35 「それ、何の顔?」
昼下がりの大通りを引き返して、再度広場へやってくる。俺にとってはもう見慣れた場所だけど、観光や参拝に来る人は絶えない。さっき広場を後にしたときより盛況になっていて、俺はぼんやりとつぶやく。
「どっから沸いたんだってくらい人来るよね。そんな珍しくもないのにね」
「俺にとっちゃただの仕事場だけど、女神信奉者やお熱いカップルにとっちゃ聖地だからなあ」
「俺とハルキにとっても、聖地ってことになんのか」
何の気なしに言った言葉だったけど、ハルキからの反応がなくて妙に不安になった。慌てて見上げたら、ハルキは感情の読めない、めちゃくちゃ変な顔をしていた。
しばらく眺めてみたいけど、神様が人間の顔を作るのに失敗したような表情で、本当に何を思っているのかわからない。
「それ、何の顔?」
率直に訊いてみたら、ハルキはあーとかうーとか呻いて、言いづらそうに何かを口ごもるばかりだった。言いたいことがあるなら言えって、さっき言い聞かせたばっかなのに。
俺は顔をしかめて、言葉に悩んでいるハルキに言う。
「ちょっと。何かあるなら言えって――」
「ハルキ!」
少し離れたところから元気な声が飛んできて、俺とハルキは反射的にそっちを見やった。
ちょうど宮殿の扉が開いて制服が出てきたところで、ハルキに向かって手を振っている。ハルキは誰かの名前を口にして、手を振り返した。
近付いてくる制服に悟られないよう、俺は無関係を装ってそっとハルキから離れる。制服は大きな声でハルキに話しかけながら歩み寄っていく。
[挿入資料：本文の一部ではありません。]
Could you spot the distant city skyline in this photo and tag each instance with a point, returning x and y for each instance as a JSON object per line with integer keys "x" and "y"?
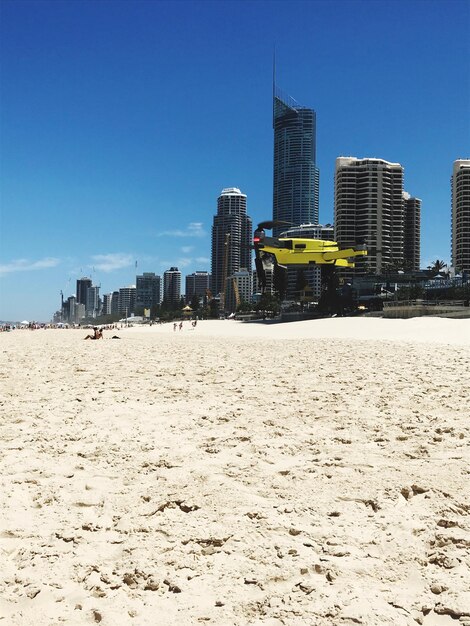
{"x": 112, "y": 152}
「なんだ、早退したんじゃなかったのか? 散歩でもしてるのか」
「ああ、まあ。昨日はデート中に呼び出されたし、いい加減ゆっくりしたくて」
愛想笑いを浮かべながら会話に応じるハルキに足止めをさせて、半開きのままの扉を目指す。音速チョコレートをなめるなよ!
背後の会話はどんどん遠ざかっていく。
「おまえは? まだ上がりじゃないだろ?」
「宮殿周りの見回りだよ。しばらく強化するって官長からお達しがあっただろ……」
なるほどね。それで、いつもなら開かないタイミングで宮殿の扉が開くわけだ。
納得しながら扉の合間に滑りこむ。目を細めて宮殿の中をのぞきこむけど、辺りに人はいなさそうだった。腰を落として体を低くする。軽く広場の方へ目をやると、さっきの制服はまだハルキと話しこんでいた。よしよし、そのまま時間稼ぎしといてくれよ、ハルキ。
宮殿の中は静かなものだった。官吏は基本的には仕事部屋にいるんだろうし、当たり前か。成人の儀のときも、ハルキに手を引かれていった夜も使った通路を進んでいく。見回り強化してるって言ってたのは、外だけじゃないはずだ。気を付けないと。
人の気配がするたびに息を殺してやり過ごす。足音が聞こえるたび、耳をそばだてて過ぎるのを待つ。隙間を縫うように一気に駆け抜けて、女神の間までたどり着いた。
さっさと話を聞いて、さっさと退散しないと。帰りだって気は抜けないし、下手したら女神の間にも見回りが来るかもしれない。
俺は女神の間の扉を開けて、氷の上に踏み出すように室内につま先を下ろす。後ろ手にゆっくりと扉を閉めると、光が遮られて薄暗くない。ぼんやりとした視界の中、薄桃色の淡い光がゆらめいた。
「また遊びに来てくれたのね、子猫ちゃん」
ひそやかな笑い声が、さざ波のように広がる。薄闇から溶け出すように浮き上がった瞳が、ぴかりと光った。
俺は慎重に女神に歩み寄って、挨拶する。
「こんにちは、アルメリア。いつもこっそり来てごめんね」
「あなたはもう、こっそりじゃないと会えないでしょう? 普通の人間が私に会える機会は、一生に一度なのよ」
「……確かに、本当だね」
笑ったら、肩の力が抜けた。それもそうだ。官吏たち以外は、成人の儀でしか会うことはない。だからこそ、どうしようもない思いを抱えあぐねている人が多いんだ。
女神はガラスの中で、歌うように体を揺らした。
「それで、今日はどうしたの? 悩める恋のご相談? それとも、また何か直訴したいことがあるのかしら?」
女子が恋バナに興じるような軽さで、女神はころころと笑う。俺は表情を引き締めて、意を決して口を開いた。